L'autore si dichiara fermamente contrario a una politica che parla alla pancia delle persone, che guarda solo ai piccoli e grandi interessi e si pone a favore, con decisione, di un modo di pensare e di agire nel pieno rispetto dell’umanità.
In "Anni di Getto" non si parla solo di politica o di problematiche concrete del vivere a Tricase, si racconta anche degli eroi del nostro tempo e questi articoli, veri e molto sentiti, sono quelli che ho apprezzato di più.
Gli eroi di Alfredo De Giuseppe, non sono le persone famose che compiono gesti eclatanti ma sono quelli “che resistono qui”, ovvero quelli che continuano a vivere, nonostante tutto. E così conosciamo Mesciu Alfredo, calciatore elegante e molto forte, che, nel dopo guerra, si era dovuto accontentare di riparare biciclette e tutta la vita ha sempre rimpianto di non essere nato in un altro periodo storico, un periodo senza guerra. Conosciamo Salvatore Brigante, aspirante scrittore di storie poco coerenti dal punto di vista narrativo, che cerca, in mezzo a tanta confusione, la felicità a tutti i costi. Gigi Urso, calciatore prima e allenatore poi, che si suicidò pur di non dover affrontare i disagi e il deperimento della malattia. Don Tonino Bello, poco amato dai politici locali, che fu grande sostenitore della pace e della dignità umana. Ucci Aloisi, grande cantante di pizzica che rimase sempre la persona semplice che era nonostante la notorietà. Luigi D’Aversa,operatore ecologico, che considerava la piazza di Tricase il suo salotto e la puliva ogni giorno con cura meticolosa. Rocco Longo, sarto, aveva, e forse ha ancora, un negozio che era il punto di ritrovo dei vecchi della città. Roberto Brigante, che emigrò in Svizzera e continuò a vivere là senza mai rinnegare le sue origini, portando in questo paese la sua cultura di uomo del sud. Ed infine il ritratto forse più commovente, Erminia Santacroce, la professoressa di Tricase, che tutti ricordano perché si prendeva tanto a cuore i suoi studenti, cercava di capirli e aiutarli come se fossero suoi figli.

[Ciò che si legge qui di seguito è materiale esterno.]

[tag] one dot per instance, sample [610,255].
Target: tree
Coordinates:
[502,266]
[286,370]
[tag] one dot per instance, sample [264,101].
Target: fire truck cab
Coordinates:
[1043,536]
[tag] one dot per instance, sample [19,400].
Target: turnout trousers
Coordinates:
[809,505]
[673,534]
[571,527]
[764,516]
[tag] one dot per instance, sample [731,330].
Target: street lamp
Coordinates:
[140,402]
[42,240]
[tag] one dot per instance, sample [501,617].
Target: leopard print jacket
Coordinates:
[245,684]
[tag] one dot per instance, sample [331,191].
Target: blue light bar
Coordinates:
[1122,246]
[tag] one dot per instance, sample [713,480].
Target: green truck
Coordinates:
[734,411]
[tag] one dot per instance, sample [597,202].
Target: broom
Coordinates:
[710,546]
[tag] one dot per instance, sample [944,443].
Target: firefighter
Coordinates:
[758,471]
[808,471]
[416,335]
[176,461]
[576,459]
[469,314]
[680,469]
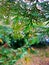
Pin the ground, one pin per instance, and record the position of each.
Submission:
(38, 56)
(41, 58)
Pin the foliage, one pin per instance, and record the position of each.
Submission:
(21, 21)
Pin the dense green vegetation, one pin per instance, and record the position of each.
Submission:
(23, 24)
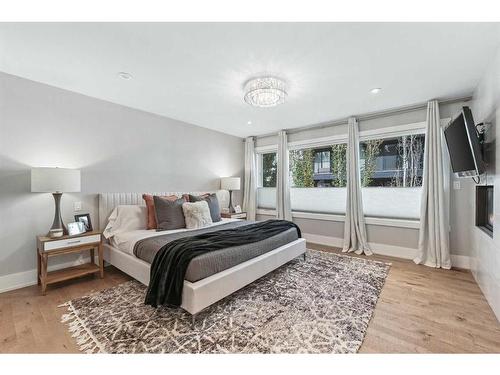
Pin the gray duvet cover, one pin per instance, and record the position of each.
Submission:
(216, 261)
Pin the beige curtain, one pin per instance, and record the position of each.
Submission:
(433, 243)
(283, 205)
(355, 238)
(250, 190)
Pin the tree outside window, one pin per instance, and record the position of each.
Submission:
(269, 170)
(392, 162)
(318, 167)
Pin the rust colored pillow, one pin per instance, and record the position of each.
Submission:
(150, 205)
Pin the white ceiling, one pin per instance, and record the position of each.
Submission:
(195, 72)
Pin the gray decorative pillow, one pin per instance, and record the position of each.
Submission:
(197, 214)
(213, 204)
(169, 214)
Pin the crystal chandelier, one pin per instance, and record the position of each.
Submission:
(265, 92)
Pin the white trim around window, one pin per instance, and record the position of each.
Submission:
(399, 223)
(266, 149)
(393, 131)
(318, 142)
(387, 132)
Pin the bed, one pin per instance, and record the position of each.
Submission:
(203, 288)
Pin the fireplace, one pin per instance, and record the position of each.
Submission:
(484, 208)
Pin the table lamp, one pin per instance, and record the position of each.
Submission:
(230, 183)
(56, 181)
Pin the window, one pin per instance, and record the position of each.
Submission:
(391, 176)
(318, 179)
(267, 169)
(392, 162)
(318, 167)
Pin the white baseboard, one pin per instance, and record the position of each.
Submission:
(459, 261)
(28, 278)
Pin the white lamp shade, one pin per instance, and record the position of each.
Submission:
(230, 183)
(55, 180)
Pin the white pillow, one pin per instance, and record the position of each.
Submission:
(126, 218)
(197, 214)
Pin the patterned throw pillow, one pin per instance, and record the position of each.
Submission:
(150, 205)
(169, 213)
(197, 214)
(213, 204)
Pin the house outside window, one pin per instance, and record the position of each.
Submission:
(392, 162)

Dalle informazioni che ho trovato ho appreso che Alfredo De Giuseppe è molto conosciuto a Tricase perché si è sempre impegnato su diversi fronti. È stato calciatore e poi allenatore, imprenditore nel settore alimentare, collaboratore di riviste e autore di libri, politico e fondatore di un movimento e infine regista di documentari. Dai suoi scritti ne viene fuori una figura di intellettuale a tutto tondo, una persona che cerca di comprendere il periodo storico che sta vivendo; lo vuole spiegare e migliorare perché si sente parte di esso.

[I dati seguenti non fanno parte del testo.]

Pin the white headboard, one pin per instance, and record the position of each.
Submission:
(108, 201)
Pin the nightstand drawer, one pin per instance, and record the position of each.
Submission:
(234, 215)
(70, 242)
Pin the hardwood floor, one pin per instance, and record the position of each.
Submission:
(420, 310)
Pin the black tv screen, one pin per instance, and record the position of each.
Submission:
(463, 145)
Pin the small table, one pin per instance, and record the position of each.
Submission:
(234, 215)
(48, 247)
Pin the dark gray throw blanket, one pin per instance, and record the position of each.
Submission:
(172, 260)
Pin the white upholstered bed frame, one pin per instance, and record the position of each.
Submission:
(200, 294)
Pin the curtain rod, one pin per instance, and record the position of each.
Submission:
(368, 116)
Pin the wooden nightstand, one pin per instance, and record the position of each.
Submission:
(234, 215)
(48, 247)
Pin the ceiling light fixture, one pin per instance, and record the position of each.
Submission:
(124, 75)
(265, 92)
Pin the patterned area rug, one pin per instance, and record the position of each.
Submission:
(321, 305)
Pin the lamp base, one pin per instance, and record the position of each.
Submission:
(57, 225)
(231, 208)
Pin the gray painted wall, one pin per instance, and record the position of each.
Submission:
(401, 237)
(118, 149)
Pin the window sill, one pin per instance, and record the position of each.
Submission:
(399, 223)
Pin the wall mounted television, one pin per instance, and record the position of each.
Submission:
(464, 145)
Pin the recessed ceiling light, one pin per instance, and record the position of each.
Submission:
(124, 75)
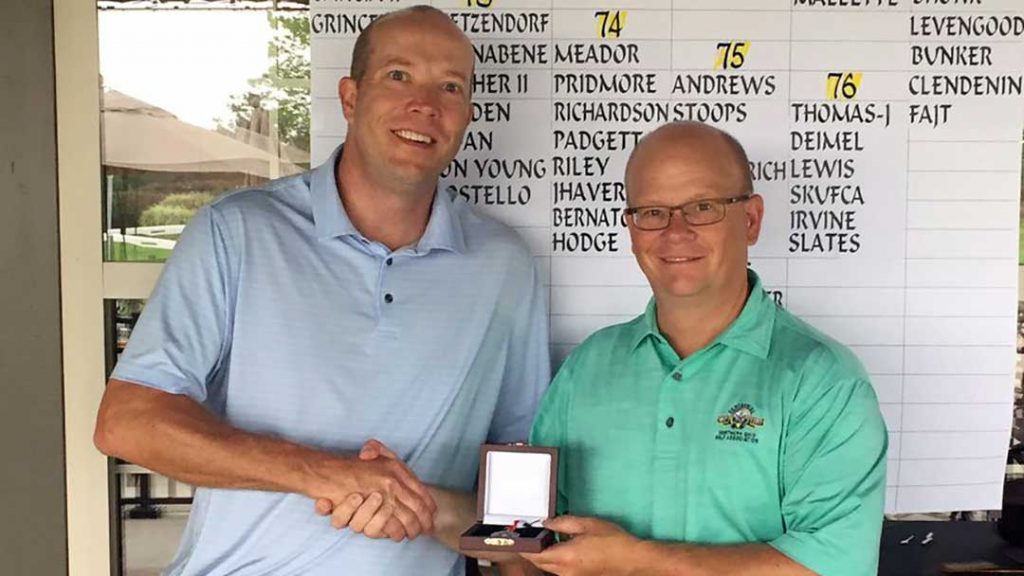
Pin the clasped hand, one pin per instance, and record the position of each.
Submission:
(386, 499)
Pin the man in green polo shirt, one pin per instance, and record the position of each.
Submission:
(715, 434)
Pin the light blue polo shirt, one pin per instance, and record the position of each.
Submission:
(280, 317)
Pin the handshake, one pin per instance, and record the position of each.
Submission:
(377, 496)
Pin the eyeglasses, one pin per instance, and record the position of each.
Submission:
(696, 213)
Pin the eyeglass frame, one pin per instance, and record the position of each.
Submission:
(723, 202)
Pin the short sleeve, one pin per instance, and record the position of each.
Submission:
(183, 332)
(834, 480)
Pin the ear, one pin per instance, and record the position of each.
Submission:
(754, 212)
(348, 90)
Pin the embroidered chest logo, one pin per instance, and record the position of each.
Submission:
(739, 418)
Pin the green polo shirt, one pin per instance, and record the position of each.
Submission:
(771, 434)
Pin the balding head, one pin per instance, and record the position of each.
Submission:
(365, 45)
(696, 141)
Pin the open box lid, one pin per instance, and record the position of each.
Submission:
(517, 483)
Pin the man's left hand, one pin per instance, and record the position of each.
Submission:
(366, 516)
(596, 547)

Così, grazie a questo libro, ho conosciuto meglio Tricase, una cittadina che si trova nel Capo di Leuca e che ha questo nome strano perché nasce dall’unione di tre casali; una città che vive di artigianato, commercio e, come ho detto prima, mal sopportato turismo. In questo viaggio mi sono resa conto che il Salento è bellissimo, non tanto per la cucina che è tra le più gustose d’Italia, non tanto per le spiagge accoglienti e il mare caldo, ma per i paesi e le cittadine dell’interno, che se li frequenti di giorno, in estate, sono avvolti dal caldo torrido e da un torpore umano; si vivacizzano solo dopo il tramonto per lasciare spazio alla movida notturna.